Government urged to lead campaign against nuclear weapons

Merrion Square ceremony marks anniversary of Hiroshima and Nagasaki bombings

Rev Patrick Comerford speaks at a ceremony to commemorate the Hiroshima and Nagasaki bombing victims in Merrion Square in Dublin. Photograph: Sara Freund/The Irish Times

Rev Patrick Comerford speaks at a ceremony to commemorate the Hiroshima and Nagasaki bombing victims in Merrion Square in Dublin. Photograph: Sara Freund/The Irish Times

 

The Government has been urged to take a lead role in an international campaign to ban nuclear weapons.

Speaking at a memorial for the victims of the atomic bombings of Hiroshima and Nagasaki during the second World War in Dublin’s Merrion Square, Patrick Comerford of the Irish Campaign for Nuclear Disarmament said “a moral stance by Ireland can be effective” in bringing about change.

He pointed to the Naval Service’s mission to help migrants in the Mediterranean as an example of this, saying that actions can “save lives and can challenge the unwillingness of others to act”.

The memorial this year marked the 70th anniversary of the nuclear attacks on Japan on August 6th, 1945, which killed an estimated 140,000 people.
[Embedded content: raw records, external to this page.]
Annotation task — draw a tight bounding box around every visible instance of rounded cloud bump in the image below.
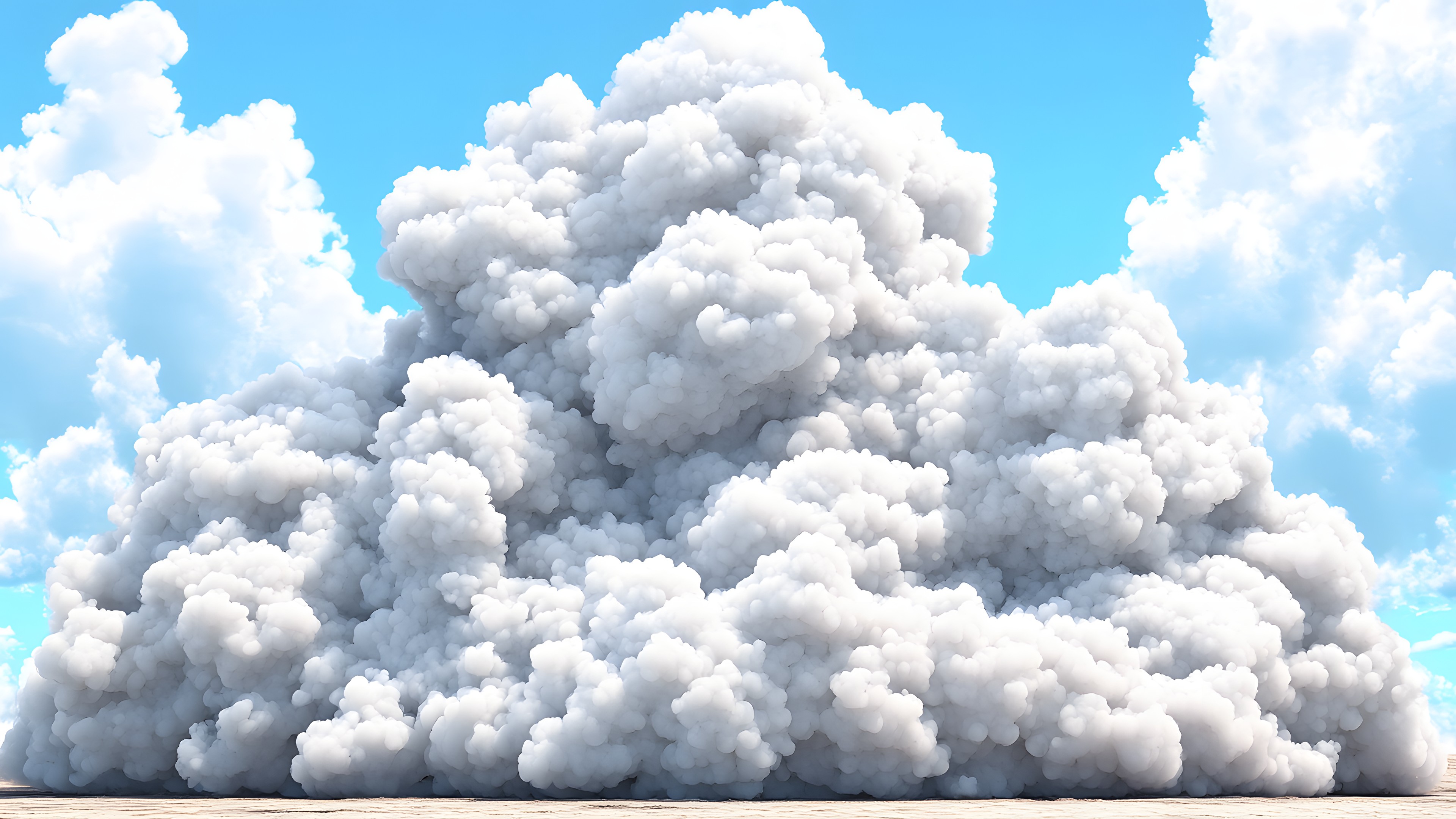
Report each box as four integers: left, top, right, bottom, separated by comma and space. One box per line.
3, 6, 1444, 797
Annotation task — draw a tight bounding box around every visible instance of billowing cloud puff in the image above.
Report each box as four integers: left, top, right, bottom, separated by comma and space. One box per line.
1124, 0, 1456, 478
3, 5, 1444, 797
0, 0, 392, 582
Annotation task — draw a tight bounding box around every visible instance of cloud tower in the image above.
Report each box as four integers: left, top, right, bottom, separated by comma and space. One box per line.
3, 5, 1444, 797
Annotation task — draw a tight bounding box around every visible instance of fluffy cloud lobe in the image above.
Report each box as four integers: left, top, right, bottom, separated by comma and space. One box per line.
3, 5, 1444, 797
0, 2, 392, 582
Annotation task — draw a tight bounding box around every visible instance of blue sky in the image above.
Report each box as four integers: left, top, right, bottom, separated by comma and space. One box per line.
0, 0, 1456, 726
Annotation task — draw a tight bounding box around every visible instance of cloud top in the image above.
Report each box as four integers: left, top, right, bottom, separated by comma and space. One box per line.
3, 5, 1444, 797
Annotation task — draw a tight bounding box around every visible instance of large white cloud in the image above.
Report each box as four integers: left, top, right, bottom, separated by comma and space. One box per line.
3, 5, 1444, 797
1125, 0, 1456, 443
0, 2, 390, 580
1124, 0, 1456, 743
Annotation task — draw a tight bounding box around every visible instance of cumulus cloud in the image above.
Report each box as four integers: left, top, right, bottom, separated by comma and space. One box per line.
3, 5, 1444, 797
1125, 0, 1456, 447
0, 341, 166, 583
0, 2, 392, 580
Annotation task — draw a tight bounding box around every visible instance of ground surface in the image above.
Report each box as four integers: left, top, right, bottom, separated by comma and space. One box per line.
0, 756, 1456, 819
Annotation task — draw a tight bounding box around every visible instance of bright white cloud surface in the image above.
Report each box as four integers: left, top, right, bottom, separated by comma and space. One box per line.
0, 2, 392, 582
3, 5, 1444, 797
1125, 0, 1456, 743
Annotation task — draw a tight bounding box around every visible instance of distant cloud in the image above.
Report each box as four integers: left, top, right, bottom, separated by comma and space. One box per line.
0, 2, 393, 583
1125, 0, 1456, 447
1411, 631, 1456, 654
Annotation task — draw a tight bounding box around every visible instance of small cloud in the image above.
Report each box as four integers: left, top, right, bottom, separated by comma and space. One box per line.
1411, 631, 1456, 654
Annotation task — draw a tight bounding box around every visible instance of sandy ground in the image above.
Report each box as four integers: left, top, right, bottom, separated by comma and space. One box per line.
0, 756, 1456, 819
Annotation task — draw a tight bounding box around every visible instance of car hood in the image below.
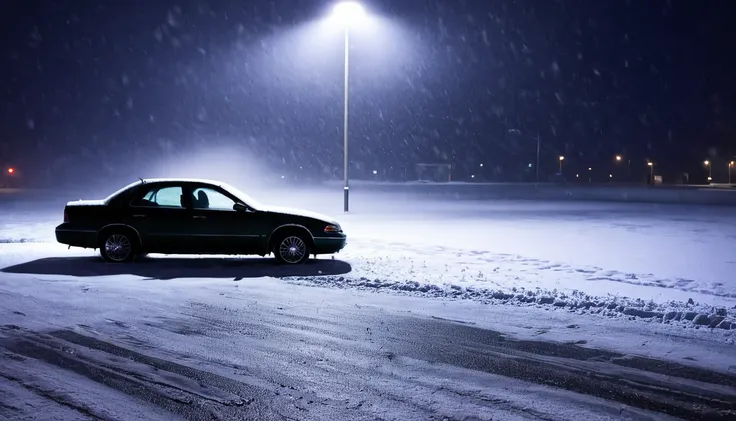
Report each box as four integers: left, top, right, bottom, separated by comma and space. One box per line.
264, 206, 339, 225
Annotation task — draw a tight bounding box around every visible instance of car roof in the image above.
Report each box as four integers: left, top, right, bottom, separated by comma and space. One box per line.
142, 178, 225, 186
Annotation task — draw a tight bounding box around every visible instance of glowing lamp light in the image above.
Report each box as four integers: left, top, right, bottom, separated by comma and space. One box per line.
332, 1, 365, 25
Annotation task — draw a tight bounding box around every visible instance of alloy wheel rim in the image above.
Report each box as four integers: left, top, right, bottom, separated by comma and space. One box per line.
279, 236, 307, 263
105, 234, 132, 262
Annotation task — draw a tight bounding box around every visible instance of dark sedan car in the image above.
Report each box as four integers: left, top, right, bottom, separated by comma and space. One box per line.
56, 179, 346, 264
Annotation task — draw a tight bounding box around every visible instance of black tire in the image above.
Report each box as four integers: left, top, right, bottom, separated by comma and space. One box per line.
271, 231, 310, 265
99, 229, 137, 263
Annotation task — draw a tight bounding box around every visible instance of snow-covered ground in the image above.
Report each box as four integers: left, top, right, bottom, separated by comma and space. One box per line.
0, 191, 736, 420
0, 190, 736, 330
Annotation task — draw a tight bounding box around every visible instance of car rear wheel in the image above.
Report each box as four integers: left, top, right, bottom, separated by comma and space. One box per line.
273, 234, 309, 265
100, 231, 135, 263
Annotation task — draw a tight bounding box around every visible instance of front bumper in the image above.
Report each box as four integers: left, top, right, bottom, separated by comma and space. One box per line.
56, 222, 97, 248
312, 234, 348, 254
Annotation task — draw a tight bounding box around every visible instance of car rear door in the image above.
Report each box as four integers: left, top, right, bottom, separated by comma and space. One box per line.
191, 185, 263, 254
126, 183, 194, 254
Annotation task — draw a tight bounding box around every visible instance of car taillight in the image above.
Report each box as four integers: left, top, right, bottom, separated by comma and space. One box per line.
325, 225, 342, 232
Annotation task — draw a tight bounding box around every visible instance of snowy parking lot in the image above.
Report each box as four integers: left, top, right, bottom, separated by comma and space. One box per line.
0, 190, 736, 420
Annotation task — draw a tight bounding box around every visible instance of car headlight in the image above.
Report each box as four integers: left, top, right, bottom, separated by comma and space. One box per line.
325, 225, 342, 233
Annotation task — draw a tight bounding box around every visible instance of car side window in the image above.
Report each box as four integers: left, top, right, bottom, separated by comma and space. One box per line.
132, 186, 183, 208
192, 187, 235, 211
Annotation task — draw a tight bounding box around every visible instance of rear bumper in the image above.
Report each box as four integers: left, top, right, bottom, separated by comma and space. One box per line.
312, 235, 347, 254
56, 223, 97, 248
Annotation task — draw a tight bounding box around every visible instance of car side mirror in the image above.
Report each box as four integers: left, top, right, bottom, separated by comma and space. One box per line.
233, 202, 253, 212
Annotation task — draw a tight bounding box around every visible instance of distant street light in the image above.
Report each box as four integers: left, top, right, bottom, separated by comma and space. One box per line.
616, 155, 631, 180
332, 2, 365, 212
703, 159, 713, 182
508, 129, 542, 187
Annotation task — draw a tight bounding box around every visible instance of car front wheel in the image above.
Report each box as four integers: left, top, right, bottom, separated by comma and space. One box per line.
100, 232, 135, 263
273, 234, 309, 265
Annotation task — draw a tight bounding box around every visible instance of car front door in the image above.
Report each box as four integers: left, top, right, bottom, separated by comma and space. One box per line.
191, 185, 261, 254
126, 183, 194, 254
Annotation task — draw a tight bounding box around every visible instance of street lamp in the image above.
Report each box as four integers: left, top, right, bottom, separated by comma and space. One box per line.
703, 159, 713, 182
508, 129, 542, 187
332, 2, 365, 212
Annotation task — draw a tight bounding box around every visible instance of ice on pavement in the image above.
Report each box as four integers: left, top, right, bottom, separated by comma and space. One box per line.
0, 190, 736, 327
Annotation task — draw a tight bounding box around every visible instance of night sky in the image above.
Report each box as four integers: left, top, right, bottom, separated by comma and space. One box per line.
0, 0, 736, 182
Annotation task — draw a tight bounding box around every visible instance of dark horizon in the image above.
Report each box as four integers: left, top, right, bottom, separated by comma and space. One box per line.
0, 0, 736, 182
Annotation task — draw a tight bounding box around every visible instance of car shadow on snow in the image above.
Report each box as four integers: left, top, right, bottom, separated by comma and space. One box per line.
2, 257, 352, 280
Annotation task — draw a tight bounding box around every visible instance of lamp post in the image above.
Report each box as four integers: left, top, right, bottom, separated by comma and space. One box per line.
332, 2, 365, 212
703, 159, 713, 183
508, 129, 542, 187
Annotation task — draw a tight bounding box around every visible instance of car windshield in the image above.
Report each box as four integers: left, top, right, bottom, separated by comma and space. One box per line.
220, 183, 266, 210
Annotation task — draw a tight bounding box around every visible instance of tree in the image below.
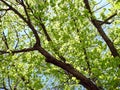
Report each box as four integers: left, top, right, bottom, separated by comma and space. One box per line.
0, 0, 120, 90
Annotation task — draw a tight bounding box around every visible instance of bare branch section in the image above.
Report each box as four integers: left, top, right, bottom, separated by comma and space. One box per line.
38, 47, 99, 90
1, 0, 40, 46
84, 0, 119, 57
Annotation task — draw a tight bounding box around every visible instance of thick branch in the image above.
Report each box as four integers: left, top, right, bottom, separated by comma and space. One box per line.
37, 47, 99, 90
The ceremony, which was held by the Irish Campaign for Nuclear Disarmament (CND), was attended by Críona Ní Dhálaigh, Lord Mayor of Dublin, and Naoki Yoshimura, first secretary of the Japanese embassy.

Mr Comerford told those in attendance the “devastating effects of nuclear weapons on Hiroshima and Nagasaki seven decades ago provide a clear rationale for negotiating a ban”.

Mr Yoshimura echoed the call for nuclear disarmament on behalf of the Japanese government.

“As the only country to have ever suffered atomic bombings, Japan is making efforts to achieve a world [that is] free of nuclear weapons.”

Helen Martin, of Donnybrook, Co Dublin, said she was inspired to attend the event after visiting Hiroshima while travelling in Japan two years ago.

“A feeling came across us when we arrived. It was horrific, I’ll never forget it.”

Lord Mayor’s address

Ms Ní Dhálaigh told the crowd of some 80 people that Irish citizens “need to consistently keep pressure on our world leaders to pursue nuclear disarmament”.

The ceremony also featured performances by Irish and Japanese musicians, and a reading by the poet Hugh McFadden.

The event concluded with the Lord Mayor laying a wreath at the base of a memorial cherry tree planted by the Irish CND in 1980, followed by a minute of silence.

Representatives from the embassies of Austria, Egypt, South Africa, Norway, Russia and Mexico also attended, with apologies received from US ambassador to Ireland Kevin O’Malley.